Mais, il ça il le savait déjà.

Un petit retour en Adoptie, il y avait longtemps…

 

{La fille qui voulait vivre sa vie}

En Adoptie, j’ai parfois connu des histoires gaies. J’en ai parfois connu des tristes.

Un jour, j’ai rencontré une fille. Elle était belle comme le jour et portait un sourire sur ses lèvres comme d’autres portent un collier à leur cou. Avec elle j’ai partagé une date d’anniversaire, un gros chat en peluche appelé Oscar, une tasse de thé dans un endroit charmant, des coïncidences folles et quelques larmes aussi. Et puis, entre nous, le silence, celui  qui guérit tout et permet de se reconstruire, s’est immiscé.

Un long silence entrecoupé de quelques mots. « Tout va bien, ne t’inquiète pas ».
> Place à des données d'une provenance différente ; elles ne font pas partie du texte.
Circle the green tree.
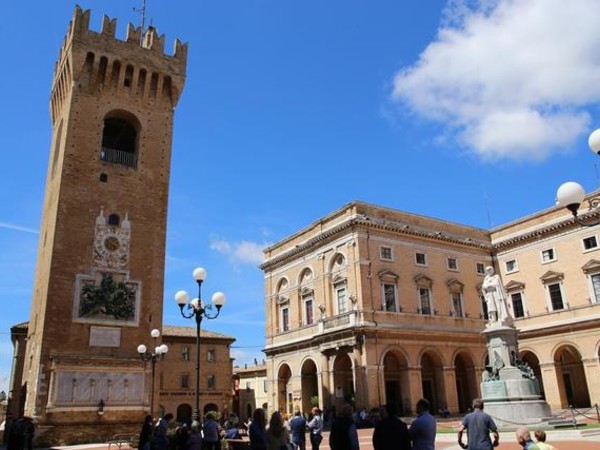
[79,274,135,320]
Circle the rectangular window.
[383,284,396,312]
[475,263,485,275]
[542,248,556,263]
[591,274,600,303]
[447,258,458,270]
[510,292,525,319]
[419,288,431,314]
[379,246,393,261]
[207,375,216,389]
[479,295,490,320]
[452,292,465,317]
[281,308,290,331]
[582,236,598,250]
[505,259,519,273]
[304,298,314,325]
[335,287,347,314]
[181,375,190,389]
[206,348,217,362]
[548,283,565,311]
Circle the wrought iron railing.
[100,147,137,168]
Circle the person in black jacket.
[373,403,411,450]
[329,404,359,450]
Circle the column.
[434,367,458,412]
[540,362,567,408]
[402,367,423,412]
[582,357,600,406]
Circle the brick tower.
[21,7,187,444]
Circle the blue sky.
[0,0,600,389]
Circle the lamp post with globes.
[138,329,169,420]
[556,128,600,227]
[175,267,226,422]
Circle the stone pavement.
[35,428,600,450]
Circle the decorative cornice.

Elle disait « C’est mon rêve à moi, si je veux y arriver, je le ferai seule. C’est mon choix et je veux le vivre. »

Elle disait « j’ai la force qu’il faut pour le faire » alors elle essuyait ses genoux écorchés et continuait sa route.

Parfois son nom s’invitait dans nos conversations: « tu as des nouvelles ? »

Je secouais la tête de droite à gauche. Non, je n’en avais pas. Je n’osais demander si de son côté elle en avait. Je préférais ne pas savoir, pour ne pas être celle qui ne savait pas.

La fille qui voulait vivre sa vie avançait, plus forte encore qu’hier. Comme en cavale. Le coeur au bord des lèvres, les bras ballants et le souffle coupé parfois, mais plus forte chaque matin qui se levait à sa fenêtre. Elle cheminait vers eux, ses tout petit, les yeux remplis d’étoiles. Elle les avait cueillies une à une dans le ciel d’été et connaissait la valeur de chacune d’elles. Elle leur avait donné des petits noms aux accents chantant et les invitait tour à tour à la rejoindre quand son souffle s’altérait.

La fille qui voulait vivre sa vie a connu la profondeur des trous sur le chemin. L’âpreté des larmes qui refusaient de couler.

J’ai eu de ses nouvelles. La fille qui voulait vivre sa vie est allée au bout de ses rêves et en a appris la valeur. Elle n’y est pas allée seule, elle n’était pas faite pour la solitude. Le soleil est-il fait pour la solitude ?

Elle vit sa vie et aujourd’hui, elle sait qu’il n’en n’existe pas de trop belle pour elle.

Et puis, vous savez quoi? Sa vie a maintenant le son de rires d’enfants comme bande sonore.